Und ich wollte Sie auch etwas fragen, das in den heutigen Medien sehr präsent ist. Sie haben gesagt, Sie identifizieren sich mit keinem Geschlecht?
Nein, das habe ich nie und tue ich auch jetzt nicht. Es gab in meinem Leben nie einen Zeitpunkt, an dem ich dachte, oh, das kann ich nicht tun, weil ich eine Frau bin. Das hatte ich einfach nie. Vielleicht außer in ein Urinal zu gehen....
Hahaha! Nun, sie wollen ja mehr geschlechtsneutrale Toiletten schaffen…
Ich denke, es sollte eine individuelle Entscheidung sein. Ich bin nicht diejenige, die irgendjemandem etwas predigt. Für mich war es wichtig, dass ich das so empfand. Ich war die erste erfolgreiche Rock-'n'-Roll-Musikerin, weil ich kein Geschlecht hatte.

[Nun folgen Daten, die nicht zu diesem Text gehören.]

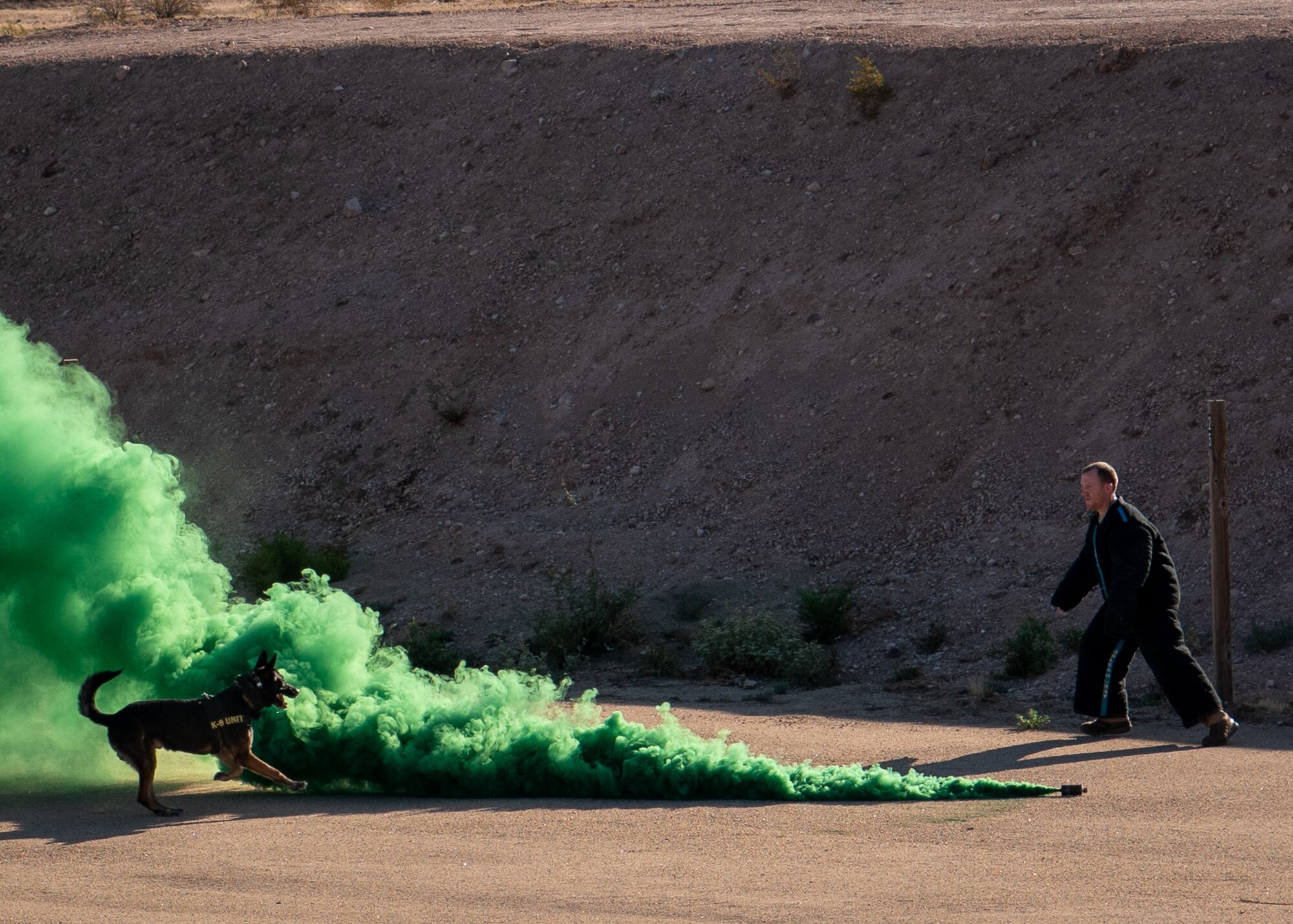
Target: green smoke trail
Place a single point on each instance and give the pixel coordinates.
(99, 568)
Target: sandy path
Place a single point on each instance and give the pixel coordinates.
(904, 23)
(1186, 833)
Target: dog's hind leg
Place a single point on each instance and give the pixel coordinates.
(258, 766)
(136, 749)
(147, 762)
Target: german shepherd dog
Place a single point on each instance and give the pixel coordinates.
(217, 725)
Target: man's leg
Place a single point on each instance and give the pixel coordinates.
(1180, 677)
(1102, 671)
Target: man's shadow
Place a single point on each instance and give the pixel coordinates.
(1021, 756)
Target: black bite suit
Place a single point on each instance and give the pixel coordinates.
(1128, 559)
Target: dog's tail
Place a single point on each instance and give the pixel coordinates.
(87, 695)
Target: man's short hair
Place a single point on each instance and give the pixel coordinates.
(1106, 471)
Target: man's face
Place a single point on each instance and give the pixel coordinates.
(1097, 495)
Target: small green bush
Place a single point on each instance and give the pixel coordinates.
(586, 619)
(757, 645)
(933, 639)
(1264, 639)
(868, 86)
(1032, 721)
(431, 649)
(283, 558)
(826, 612)
(1031, 651)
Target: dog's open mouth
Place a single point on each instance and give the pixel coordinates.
(286, 691)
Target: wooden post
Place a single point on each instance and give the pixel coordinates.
(1220, 532)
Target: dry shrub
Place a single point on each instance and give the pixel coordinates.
(109, 11)
(868, 87)
(301, 8)
(784, 74)
(169, 10)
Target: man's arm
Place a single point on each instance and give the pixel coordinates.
(1078, 581)
(1132, 554)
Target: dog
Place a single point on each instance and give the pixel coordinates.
(217, 725)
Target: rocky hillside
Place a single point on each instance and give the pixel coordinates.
(764, 339)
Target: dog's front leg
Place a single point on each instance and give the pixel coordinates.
(259, 766)
(235, 770)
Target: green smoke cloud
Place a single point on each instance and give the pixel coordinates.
(100, 570)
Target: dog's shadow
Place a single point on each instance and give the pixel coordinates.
(107, 811)
(1027, 755)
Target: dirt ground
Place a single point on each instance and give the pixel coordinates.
(1167, 832)
(766, 342)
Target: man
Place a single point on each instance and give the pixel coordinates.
(1128, 559)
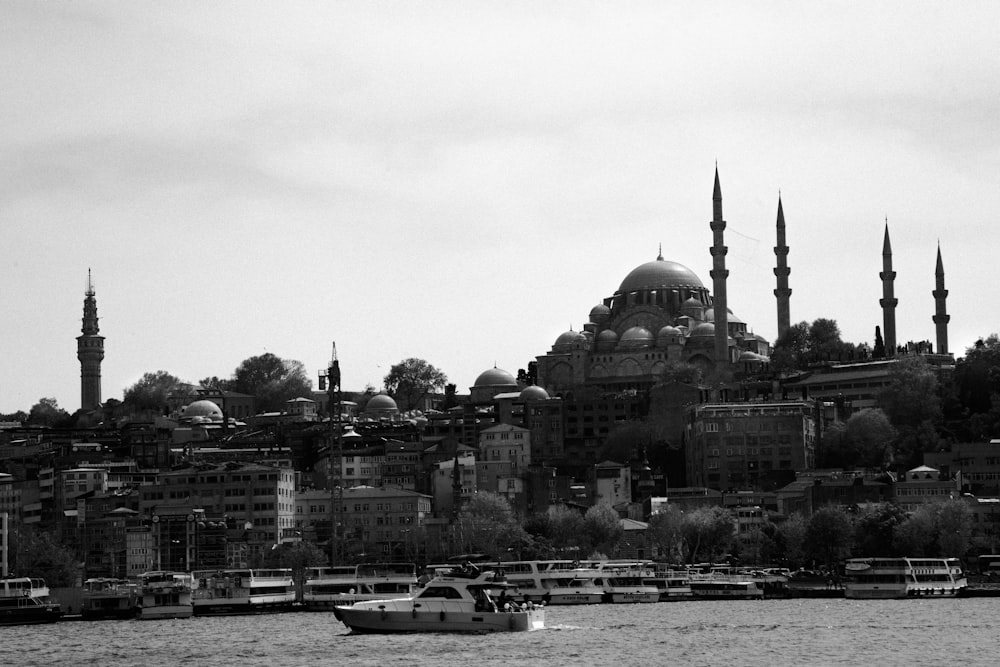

Deshalb ist es passiert. Ich denke, jeder muss seine eigenen Entscheidungen treffen. Ich finde nicht, dass man Weiblichkeit und Männlichkeit wegnehmen sollte. Ich glaube immer noch, dass Menschen verschieden sind. Ich finde nur, welches Geschlecht man auch immer hat, es sollte einen nicht davon abhalten, seinen Traum zu verwirklichen. Da gibt es einen Unterschied. Ich liebe Männer und ich liebe Frauen. Ich finde, die beiden sind wunderbare separate Wesenheiten. Es sollte einen einfach nicht behindern.
Hörst du neue Musik?
Ja, weil ich eine 16-jährige Enkelin habe, die mich auf dem Laufenden hält. Ich glaube, mein Favorit im Moment ist Ed Sheeran. Es ist so komisch, weil ich nicht sein gesamtes Repertoire kenne, aber jedes Mal, wenn ich mit ihr im Auto fahre, wechselt sie ständig den Radiosender. Dann bleibt sie bei einem Lied hängen und ich frage: Wer ist das? Und sie sagt: Oma... das ist Ed Sheeran. Jedes Mal! Also muss ich wohl sagen, dass ich ihn mag. Sie hat es satt, es mir immer wieder zu sagen.
Würden Sie ein Duett in Betracht ziehen?
Ich würde sehr gerne etwas mit ihm machen! Ich mache gerade ein Duett mit KT Tunstall. Wir schreiben im Moment ein paar Songs zusammen. Wir sind beide Fans voneinander, was es sehr angenehm macht.
Sind Sie immer noch ein Elvis-Fan?
Riesig. Tatsächlich habe ich erst letztes Wochenende einen Auftritt in der Nähe von Frankfurt gehabt, wo er während seiner Armeezeit stationiert war. Und dort gab es ein großes Elvis-Festival. Ich habe fünf Songs gespielt. Einer war meine Hommage an Elvis namens „Singing With Angels“, was sehr wichtig ist. Und das wurde in Nashville aufgenommen. Ich hatte immer diese Tradition, auf jedem Album einen Elvis-Track aufzunehmen. Ich liebe ihn, seit ich sechs Jahre alt bin.
Mir ist aufgefallen, dass Sie kein Cover beigefügt haben. Legende?
Nein, ich habe Lieder ausgewählt, die ich selbst geschrieben habe. Das wollte ich für dieses hier machen. Es ist eine persönlichere Sache.
Bevor ich Sie gehen lasse … Eine Sache brennt mir noch unter den Nägeln. Ich habe gelesen, dass Sie eine Séance abgehalten haben, um Janis Joplin zurückzubringen?
Oh mein Gott, wo hast du das denn her? Wir saßen gelangweilt in einem Hotelzimmer rum und beschlossen, jemanden zurückzubringen. Du sitzt einfach nur mit ein paar Leuten da, weißt du? Ich mochte es nicht! Kennst du das, wenn man einfach nur so rumspielt und Spaß hat? Oh, ich mochte es überhaupt nicht.
Ist irgendetwas passiert?
Da schwappten ein paar seltsame Dinge herum und das gefiel mir nicht. Ich dachte, das ist nichts, womit man spielen sollte. Es kam zu diesem Punkt und ich dachte nur noch: Ah, okay! Licht an, holt mich hier raus. Es begann als etwas Lustiges, endete aber als etwas Ernstes und ich würde es nicht noch einmal tun. Keiner von uns kennt sich in diesem Gebiet aus. Man sollte nicht damit herumspielen. Ich würde niemandem empfehlen, das zum Spaß oder aus anderen Gründen zu tun.
Suzi Quatros neues Album Legende erscheint am 22. September. Weitere Details here.